Дальнейшие события развивались стремительно. Через полчаса какие-то люди в серых плащах затолкали перепуганного главного редактора в машину, привезли в аэропорт и уже через несколько часов он стоял навытяжку перед высокими чекистскими чинами. Вначале ему прокрутили магнитофонную запись фиминого интервью. Далее в соответствующих выражениях и на повышенных тонах высказали всё что они думают о нём, о газете, о сотрудниках. Однако, отделался он сравнительно легко, строгим партийным взысканием, так как злого умысла не нашли.
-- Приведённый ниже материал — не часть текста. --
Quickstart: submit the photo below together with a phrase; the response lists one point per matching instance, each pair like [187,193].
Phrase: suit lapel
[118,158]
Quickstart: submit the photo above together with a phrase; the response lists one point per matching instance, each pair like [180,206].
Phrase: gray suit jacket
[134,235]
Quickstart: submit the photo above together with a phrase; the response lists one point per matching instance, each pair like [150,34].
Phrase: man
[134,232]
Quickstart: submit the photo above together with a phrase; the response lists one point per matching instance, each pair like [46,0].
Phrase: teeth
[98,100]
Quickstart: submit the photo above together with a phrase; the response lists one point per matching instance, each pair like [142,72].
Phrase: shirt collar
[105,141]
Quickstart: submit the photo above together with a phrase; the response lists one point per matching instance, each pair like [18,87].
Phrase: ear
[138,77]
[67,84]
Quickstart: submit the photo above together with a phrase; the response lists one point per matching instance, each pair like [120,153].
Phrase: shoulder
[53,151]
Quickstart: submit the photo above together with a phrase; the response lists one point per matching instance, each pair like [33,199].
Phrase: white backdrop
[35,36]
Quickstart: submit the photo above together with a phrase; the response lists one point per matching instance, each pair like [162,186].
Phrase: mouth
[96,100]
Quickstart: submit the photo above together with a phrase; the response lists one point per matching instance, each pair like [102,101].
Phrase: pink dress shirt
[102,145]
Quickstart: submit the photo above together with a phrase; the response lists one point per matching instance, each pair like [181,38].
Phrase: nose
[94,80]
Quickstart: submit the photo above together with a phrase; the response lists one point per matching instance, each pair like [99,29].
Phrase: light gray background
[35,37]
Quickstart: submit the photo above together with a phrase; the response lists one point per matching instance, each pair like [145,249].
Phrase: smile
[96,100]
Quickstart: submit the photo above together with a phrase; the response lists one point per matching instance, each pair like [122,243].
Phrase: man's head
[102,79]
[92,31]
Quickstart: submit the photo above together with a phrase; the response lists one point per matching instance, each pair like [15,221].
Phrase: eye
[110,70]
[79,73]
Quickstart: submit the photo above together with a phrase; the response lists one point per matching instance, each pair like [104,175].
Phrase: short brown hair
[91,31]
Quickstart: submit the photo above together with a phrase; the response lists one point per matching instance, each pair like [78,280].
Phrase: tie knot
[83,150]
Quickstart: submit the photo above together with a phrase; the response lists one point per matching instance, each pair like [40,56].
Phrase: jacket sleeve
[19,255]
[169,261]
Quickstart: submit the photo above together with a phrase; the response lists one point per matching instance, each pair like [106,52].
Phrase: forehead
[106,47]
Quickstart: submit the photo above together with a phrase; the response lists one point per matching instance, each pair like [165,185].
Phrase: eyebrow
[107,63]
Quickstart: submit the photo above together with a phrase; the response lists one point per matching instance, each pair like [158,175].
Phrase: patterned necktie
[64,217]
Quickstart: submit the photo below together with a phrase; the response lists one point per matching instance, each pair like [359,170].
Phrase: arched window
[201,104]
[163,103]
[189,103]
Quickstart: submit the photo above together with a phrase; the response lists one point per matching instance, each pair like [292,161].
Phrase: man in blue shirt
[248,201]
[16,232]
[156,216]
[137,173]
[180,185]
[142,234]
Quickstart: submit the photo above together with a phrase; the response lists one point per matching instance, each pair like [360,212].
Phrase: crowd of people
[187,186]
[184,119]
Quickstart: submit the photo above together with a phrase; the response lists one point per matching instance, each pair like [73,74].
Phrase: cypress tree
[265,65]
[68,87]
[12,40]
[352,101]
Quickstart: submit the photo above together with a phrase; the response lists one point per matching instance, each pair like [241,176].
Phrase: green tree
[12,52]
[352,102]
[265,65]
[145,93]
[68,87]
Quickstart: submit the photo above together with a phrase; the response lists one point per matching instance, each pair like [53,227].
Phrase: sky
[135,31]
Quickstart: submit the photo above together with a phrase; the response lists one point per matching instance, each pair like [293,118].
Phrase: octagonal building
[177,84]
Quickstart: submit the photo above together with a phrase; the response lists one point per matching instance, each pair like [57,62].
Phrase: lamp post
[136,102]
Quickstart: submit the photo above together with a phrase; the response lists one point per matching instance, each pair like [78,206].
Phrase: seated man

Даже разрешили опубликовать приветствия. Фиму же с треском  уволили без права впредь заниматься журналистской деятельностью. Но не только журналистской, но и любой другой гуманитарной деятельностью. Соответствующие указания были спущены в республиканские органы. Это был настоящий запрет на профессию. Самое интересное, что хрущёвский «реабилитанс» его не  коснулся, так как он не был осужден, а, значит, формально не подлежал реабилитации. Как он существовал, обременённый большой семьёй, одному богу известно. Бедствовал он ужасно. Лишь в начале шестидесятых его приняли на скромную должность архивариуса в архив компартии Эстонии. Помогли знания языков и либерализм лидера республиканской компартии. Несмотря на всё с ним происшедшее, Фима  не утратил коммунистические идеалы. Он с головой ушёл в изучение коммунистического движения в Эстонии. Находил какие-то новые скучные факты, мастерски их  обрабатывал, превращая в занимательные очерки,  и с разрешения начальства  печатал в «Советской Эстонии». Для себя он по-прежнему ничего не требовал. Журналисты его любили и почитали за мэтра.